ThinkAdvisor recently interviewed Van Derven, on the phone from his office in Daytona Beach, Florida. He noted that, stemming from a conversation Social Advisors started for him on LinkedIn, one of the firm's clients recently landed a $3 million account. "He invited me to a steakhouse for lunch," Van Derven says. "I figured it must be good news."
Here are highlights of our interview:
Why is it important for advisors to use social media for client acquisition?
Social media allows an advisor to decide exactly who they want to work with in their geographic area — and find those people en masse.
Is posting content the best way to acquire new clients?
There's a big gap in advisors' understanding of how to use social media. Though a good content strategy is a must, that alone does not produce clients. Posting content — like articles, videos and podcasts — isn't a client-acquisition strategy and isn't really leveraging social media.

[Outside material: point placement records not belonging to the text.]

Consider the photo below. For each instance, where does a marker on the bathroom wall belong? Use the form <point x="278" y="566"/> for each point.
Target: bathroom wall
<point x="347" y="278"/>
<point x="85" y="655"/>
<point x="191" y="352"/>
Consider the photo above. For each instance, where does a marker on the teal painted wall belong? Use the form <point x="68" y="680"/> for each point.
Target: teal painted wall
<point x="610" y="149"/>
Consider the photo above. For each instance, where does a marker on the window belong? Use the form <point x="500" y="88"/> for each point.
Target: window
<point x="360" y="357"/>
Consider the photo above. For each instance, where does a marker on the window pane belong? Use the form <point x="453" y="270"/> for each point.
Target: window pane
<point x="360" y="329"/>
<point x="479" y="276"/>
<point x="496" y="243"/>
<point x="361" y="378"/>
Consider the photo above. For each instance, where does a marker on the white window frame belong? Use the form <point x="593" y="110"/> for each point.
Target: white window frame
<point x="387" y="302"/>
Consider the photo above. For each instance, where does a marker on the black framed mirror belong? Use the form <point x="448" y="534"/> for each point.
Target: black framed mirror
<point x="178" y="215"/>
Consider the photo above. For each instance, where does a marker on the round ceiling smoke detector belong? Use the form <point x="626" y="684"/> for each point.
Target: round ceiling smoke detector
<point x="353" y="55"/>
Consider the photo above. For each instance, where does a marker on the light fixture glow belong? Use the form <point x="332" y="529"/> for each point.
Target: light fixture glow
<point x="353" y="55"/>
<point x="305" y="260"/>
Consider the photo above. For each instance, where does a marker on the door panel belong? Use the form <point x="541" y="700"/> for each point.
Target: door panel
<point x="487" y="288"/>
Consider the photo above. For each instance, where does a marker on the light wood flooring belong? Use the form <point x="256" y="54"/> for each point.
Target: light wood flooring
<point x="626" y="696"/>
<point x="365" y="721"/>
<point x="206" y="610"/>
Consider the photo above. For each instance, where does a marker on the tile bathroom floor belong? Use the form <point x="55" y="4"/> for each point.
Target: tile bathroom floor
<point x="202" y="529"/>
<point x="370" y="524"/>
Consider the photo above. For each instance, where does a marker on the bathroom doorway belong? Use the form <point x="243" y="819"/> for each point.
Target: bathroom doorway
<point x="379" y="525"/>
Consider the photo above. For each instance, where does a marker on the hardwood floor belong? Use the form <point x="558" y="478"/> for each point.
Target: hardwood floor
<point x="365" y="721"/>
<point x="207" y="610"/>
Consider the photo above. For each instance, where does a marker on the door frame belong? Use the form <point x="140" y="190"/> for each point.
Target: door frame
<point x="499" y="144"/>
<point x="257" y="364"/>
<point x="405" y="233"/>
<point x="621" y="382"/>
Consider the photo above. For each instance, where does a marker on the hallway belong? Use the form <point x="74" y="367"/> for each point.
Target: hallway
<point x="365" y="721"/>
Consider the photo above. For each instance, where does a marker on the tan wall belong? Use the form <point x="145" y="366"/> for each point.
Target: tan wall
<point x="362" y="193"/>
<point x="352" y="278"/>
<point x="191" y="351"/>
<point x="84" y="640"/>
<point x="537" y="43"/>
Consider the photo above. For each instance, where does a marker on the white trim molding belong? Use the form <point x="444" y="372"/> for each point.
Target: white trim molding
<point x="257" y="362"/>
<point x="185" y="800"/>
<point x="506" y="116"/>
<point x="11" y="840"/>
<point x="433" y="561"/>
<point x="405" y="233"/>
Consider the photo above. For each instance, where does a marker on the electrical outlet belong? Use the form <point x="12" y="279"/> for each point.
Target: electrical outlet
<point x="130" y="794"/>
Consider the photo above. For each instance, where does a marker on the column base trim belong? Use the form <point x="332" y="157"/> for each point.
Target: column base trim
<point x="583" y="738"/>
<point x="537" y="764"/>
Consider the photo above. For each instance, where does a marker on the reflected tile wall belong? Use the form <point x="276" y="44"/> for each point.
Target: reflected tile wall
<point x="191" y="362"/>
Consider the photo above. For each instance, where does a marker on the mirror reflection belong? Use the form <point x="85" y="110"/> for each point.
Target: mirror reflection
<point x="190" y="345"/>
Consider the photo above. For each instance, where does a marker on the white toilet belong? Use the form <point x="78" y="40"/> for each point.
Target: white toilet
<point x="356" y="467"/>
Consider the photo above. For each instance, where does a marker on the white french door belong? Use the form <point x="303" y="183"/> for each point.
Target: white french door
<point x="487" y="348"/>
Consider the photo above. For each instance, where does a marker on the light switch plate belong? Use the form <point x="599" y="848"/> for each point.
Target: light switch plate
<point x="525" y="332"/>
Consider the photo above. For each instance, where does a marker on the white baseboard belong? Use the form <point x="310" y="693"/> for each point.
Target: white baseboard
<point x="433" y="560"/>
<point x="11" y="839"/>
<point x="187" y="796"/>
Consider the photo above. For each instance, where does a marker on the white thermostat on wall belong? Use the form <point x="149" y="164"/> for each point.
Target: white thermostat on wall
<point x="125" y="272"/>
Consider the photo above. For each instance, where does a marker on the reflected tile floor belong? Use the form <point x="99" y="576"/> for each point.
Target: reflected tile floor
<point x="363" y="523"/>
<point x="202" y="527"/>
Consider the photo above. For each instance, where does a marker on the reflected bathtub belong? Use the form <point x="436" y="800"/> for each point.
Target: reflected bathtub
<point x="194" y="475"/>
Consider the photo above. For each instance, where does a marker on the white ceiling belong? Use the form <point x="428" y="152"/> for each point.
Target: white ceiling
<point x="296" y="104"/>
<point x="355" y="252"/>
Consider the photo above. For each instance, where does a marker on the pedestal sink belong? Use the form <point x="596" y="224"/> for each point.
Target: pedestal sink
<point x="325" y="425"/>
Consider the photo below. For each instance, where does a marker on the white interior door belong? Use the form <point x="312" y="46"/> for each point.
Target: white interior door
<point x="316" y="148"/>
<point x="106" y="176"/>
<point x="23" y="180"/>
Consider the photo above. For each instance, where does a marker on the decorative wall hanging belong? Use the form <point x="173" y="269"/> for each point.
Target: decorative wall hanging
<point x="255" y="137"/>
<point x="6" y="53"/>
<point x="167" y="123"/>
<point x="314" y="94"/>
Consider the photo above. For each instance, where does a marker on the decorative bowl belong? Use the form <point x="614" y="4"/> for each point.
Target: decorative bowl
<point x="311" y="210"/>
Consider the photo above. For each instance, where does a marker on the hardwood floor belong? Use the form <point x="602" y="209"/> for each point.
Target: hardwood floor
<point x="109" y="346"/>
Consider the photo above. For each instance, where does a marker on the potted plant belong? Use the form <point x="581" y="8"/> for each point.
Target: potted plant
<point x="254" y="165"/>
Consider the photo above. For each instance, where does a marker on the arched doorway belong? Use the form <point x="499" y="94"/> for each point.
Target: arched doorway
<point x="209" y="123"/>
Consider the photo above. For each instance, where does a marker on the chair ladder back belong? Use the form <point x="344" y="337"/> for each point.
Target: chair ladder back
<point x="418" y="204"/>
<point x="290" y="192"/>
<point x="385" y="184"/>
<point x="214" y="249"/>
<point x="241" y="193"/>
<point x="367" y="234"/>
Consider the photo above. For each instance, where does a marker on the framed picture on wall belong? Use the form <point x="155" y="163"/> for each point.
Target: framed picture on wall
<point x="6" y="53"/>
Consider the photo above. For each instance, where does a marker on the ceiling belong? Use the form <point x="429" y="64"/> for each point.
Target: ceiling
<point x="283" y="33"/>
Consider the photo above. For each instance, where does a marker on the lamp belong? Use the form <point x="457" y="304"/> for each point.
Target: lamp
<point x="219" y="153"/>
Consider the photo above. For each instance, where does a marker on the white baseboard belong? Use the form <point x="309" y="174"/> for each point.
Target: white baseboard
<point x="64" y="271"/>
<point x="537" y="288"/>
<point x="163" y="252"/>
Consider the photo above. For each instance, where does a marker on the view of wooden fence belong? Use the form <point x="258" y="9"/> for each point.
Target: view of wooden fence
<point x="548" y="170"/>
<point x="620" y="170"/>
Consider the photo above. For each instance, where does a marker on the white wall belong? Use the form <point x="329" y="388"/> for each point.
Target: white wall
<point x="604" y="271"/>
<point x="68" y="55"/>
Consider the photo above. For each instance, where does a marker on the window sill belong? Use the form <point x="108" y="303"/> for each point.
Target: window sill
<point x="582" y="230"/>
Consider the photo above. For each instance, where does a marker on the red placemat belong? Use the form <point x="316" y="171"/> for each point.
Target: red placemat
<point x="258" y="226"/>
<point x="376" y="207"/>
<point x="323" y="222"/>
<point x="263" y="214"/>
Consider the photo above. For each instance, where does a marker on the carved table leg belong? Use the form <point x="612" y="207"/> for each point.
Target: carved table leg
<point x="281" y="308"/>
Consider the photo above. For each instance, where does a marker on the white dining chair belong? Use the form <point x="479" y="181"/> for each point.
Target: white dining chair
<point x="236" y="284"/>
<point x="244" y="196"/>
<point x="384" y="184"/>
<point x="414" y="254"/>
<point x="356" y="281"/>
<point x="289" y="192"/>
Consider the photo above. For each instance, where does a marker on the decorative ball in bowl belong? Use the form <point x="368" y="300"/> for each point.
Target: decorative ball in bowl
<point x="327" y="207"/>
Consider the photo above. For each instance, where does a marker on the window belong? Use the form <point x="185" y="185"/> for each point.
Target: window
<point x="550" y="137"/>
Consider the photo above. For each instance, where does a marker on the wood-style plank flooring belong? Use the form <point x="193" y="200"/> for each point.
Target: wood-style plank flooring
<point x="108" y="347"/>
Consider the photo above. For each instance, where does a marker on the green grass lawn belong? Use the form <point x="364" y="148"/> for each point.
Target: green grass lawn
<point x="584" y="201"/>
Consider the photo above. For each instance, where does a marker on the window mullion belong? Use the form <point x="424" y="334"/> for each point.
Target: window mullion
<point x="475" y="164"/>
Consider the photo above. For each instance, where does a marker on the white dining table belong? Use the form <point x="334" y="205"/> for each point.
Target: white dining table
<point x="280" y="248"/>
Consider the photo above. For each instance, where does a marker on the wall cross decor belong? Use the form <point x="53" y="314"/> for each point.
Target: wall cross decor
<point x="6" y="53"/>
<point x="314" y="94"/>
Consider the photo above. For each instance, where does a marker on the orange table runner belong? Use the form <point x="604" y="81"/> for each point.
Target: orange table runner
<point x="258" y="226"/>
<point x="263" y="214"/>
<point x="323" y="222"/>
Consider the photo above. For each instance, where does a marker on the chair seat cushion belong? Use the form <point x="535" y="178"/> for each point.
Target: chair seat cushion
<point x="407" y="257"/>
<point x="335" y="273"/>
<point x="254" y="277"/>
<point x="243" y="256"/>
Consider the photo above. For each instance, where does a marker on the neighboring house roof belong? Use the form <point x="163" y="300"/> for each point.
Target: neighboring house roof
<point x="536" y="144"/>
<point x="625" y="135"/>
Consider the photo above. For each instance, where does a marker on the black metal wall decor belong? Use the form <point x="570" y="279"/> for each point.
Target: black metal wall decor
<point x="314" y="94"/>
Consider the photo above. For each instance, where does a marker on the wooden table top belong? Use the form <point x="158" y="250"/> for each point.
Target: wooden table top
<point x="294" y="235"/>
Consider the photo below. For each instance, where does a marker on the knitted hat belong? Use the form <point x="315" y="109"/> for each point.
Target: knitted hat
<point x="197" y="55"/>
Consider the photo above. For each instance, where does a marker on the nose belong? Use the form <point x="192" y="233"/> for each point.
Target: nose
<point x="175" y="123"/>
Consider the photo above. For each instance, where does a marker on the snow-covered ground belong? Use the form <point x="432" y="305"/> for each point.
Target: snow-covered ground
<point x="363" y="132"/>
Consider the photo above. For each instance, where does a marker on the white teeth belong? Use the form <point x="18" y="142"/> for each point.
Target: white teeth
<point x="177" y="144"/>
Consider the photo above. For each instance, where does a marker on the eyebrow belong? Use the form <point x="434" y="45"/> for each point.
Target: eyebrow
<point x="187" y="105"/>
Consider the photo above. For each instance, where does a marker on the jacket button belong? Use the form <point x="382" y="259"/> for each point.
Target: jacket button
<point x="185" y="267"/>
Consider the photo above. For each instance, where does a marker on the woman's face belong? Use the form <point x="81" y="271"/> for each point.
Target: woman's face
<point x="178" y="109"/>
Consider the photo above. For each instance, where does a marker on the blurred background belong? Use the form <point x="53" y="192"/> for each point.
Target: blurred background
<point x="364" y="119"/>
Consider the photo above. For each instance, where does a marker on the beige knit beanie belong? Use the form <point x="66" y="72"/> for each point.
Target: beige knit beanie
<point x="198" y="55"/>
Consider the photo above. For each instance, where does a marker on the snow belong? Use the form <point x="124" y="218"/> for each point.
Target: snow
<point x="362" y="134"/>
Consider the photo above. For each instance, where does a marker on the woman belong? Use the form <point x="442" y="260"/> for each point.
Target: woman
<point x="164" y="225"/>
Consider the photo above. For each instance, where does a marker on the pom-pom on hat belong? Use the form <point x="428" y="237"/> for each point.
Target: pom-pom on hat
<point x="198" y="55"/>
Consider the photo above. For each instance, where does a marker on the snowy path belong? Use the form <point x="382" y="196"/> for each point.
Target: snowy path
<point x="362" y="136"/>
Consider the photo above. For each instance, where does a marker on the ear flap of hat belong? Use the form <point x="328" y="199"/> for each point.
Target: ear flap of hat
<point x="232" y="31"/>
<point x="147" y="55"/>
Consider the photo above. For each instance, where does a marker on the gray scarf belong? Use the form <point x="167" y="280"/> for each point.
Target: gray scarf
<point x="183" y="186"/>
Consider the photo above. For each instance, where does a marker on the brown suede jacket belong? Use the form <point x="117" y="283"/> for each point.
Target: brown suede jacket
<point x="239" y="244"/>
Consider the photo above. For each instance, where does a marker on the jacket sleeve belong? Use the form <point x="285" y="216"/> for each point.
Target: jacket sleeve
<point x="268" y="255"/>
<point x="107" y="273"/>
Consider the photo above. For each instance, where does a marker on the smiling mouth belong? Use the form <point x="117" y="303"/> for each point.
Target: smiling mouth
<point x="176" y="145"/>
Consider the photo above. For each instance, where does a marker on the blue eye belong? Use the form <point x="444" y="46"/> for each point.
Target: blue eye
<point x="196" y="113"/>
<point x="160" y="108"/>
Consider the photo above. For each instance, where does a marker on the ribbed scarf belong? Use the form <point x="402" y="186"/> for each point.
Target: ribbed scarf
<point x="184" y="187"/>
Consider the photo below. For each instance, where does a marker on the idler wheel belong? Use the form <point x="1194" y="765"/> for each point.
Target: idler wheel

Content can help demonstrate expertise; but if all an advisor has is a content strategy, they're only doing half the work.
What, then, is an effective client-acquisition strategy?
Advisors create new client opportunities by talking to the right people; so they also need a good engagement strategy to start conversations. Social media isn't about marketing; it's not even really about advertising. It's about socializing and selling. It's about starting new conversations with people you want to do business with. So if you're not reaching out and asking people to talk business in some capacity, you're not actually prospecting.
But FAs are required to follow regulations about using social media.
Certainly there are regulations, but the [industry's] fear of social media isn't there anymore. It's not the scary environment it was even three years ago.